Giter Club home page Giter Club logo

catboostlss's Introduction

CatBoostLSS - An extension of CatBoost to probabilistic forecasting

We propose a new framework of CatBoost that predicts the entire conditional distribution of a univariate response variable. In particular, CatBoostLSS models all moments of a parametric distribution, i.e., mean, location, scale and shape (LSS), instead of the conditional mean only. Choosing from a wide range of continuous, discrete and mixed discrete-continuous distributions, modelling and predicting the entire conditional distribution greatly enhances the flexibility of CatBoost, as it allows to gain additional insight into the data generating process, as well as to create probabilistic forecasts from which prediction intervals and quantiles of interest can be derived. In the following, we provide a short walk-through of the functionality of CatBoostLSS.

Examples

Simulation

We start with a simulated a data set that exhibits heteroscedasticity where the interest lies in predicting the 5% and 95% quantiles. Details on the data generating process can be found here. The dots in red show points that lie outside the 5% and 95% quantiles, which are indicated by the black dashed lines.

Optional Text

Let's fit a CatBoostLSS to the data. In general, the syntax is similar to the original CatBoost implementation. However, the user has to make a distributional assumption by specifying a family in the function call. As the data has been generated by a Normal distribution, we use the Normal as a function input.

# Import library
from catboostlss import *
import shap

# Data for CatBoostLSS
train_cblss = Pool(data = train_data,
                   label = train_labels,
                   has_header = True)

test_cblss = Pool(data = test_data,
                  label = test_labels,
                  has_header = True)

# Fit model
cblss = CatBoostLSSRegressor(family = "NO",
                             leaf_estimation_method = "Newton",
                             logging_level = "Silent",
                             random_seed = 123,
                             thread_count = -1)

cblss.fit(train_cblss)

As CatBoost yields state-of-the-art prediction results without extensive data training typically required by other machine learning methods, we estimate the model with its default parameter settings. Once the model is trained, we can predict all parameters of the distribution.

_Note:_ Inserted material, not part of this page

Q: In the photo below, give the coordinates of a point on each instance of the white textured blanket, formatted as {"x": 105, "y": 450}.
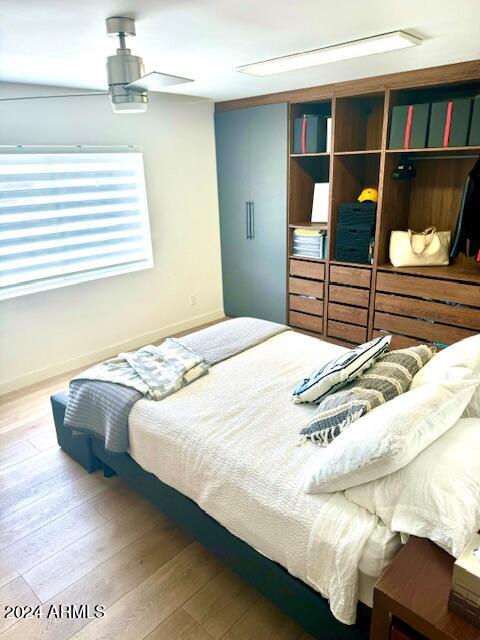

preds_cblss = cblss.predict(test_cblss, param = "all")  

As CatBoostLSS allows to model the entire conditional distribution, we can draw random samples from the predicted distribution, which allows us to create prediction intervals and quantiles of interest. The below image shows the predictions of CatBoostLSS for the 5% and 95% quantile in blue.

Optional Text

The great flexibility of CatBoostLSS also comes from its ability to provide attribute importance, as well as partial dependence plots for all of the distributional parameters. In the following we only investigate the effect on the conditional variance. The following plots are generated using wrappers around the SHAP (SHapley Additive exPlanations) package.

Optional Text

The plot of the Shapley value shows that CatBoostLSS has identified the only informative predictor x and does not consider any of the noise variables X1, ..., X10 as an important feature. Looking at partial dependence plots of the effect of x on Var(y|x) shows that it also correctly identifies the amount of heteroscedasticity in the data.

Optional Text

Data from the Rent Index 2003 in Munich, Germany

In this example we show the usage of CatBoostLSS using a sample of 2,053 apartments from the data collected for the preparation of the Munich rent index 2003.

Optional Text

The first decision one has to make is about choosing an appropriate distribution for the response. As there are many potential candidates, we use an automated approach based on the generalised Akaike information criterion.

      dist    GAIC
1      GB2 6588.29
2       NO 6601.17
3       GG 6602.02
4     BCCG 6602.26
5      WEI 6602.37
6   exGAUS 6603.17
7      BCT 6603.35
8    BCPEo 6604.26
9       GA 6707.85
10     GIG 6709.85
11   LOGNO 6839.56
12      IG 6871.12
13  IGAMMA 7046.50
14     EXP 9018.04
15 PARETO2 9020.04
16      GP 9020.05

Even though the generalized Beta type 2 provides the best approximation to the data, we use the more parsimonious Normal distribution, as it has only two distributional parameter, compared to 4 of the generalized Beta type 2. In general, though, CatBoostLSS is flexible to allow the user to choose from a wide range of continuous, discrete and mixed discrete-continuous distributions. Now that we have specified the distribution, let's fit our CatBoostLSS to the data. Again, we use the default parameter settings without tuning the parameters.

# Data for CatBoostLSS
train_cblss = Pool(data = train_data,
                   label = train_labels,
                   has_header = True)

test_cblss = Pool(data = test_data,
                  label = test_labels,
                  has_header = True)

# Fit model
cblss_rent = CatBoostLSSRegressor(family = "NO",
                                  leaf_estimation_method = "Newton",
                                  logging_level = "Silent",
                                  random_seed = 123,
                                  thread_count = -1)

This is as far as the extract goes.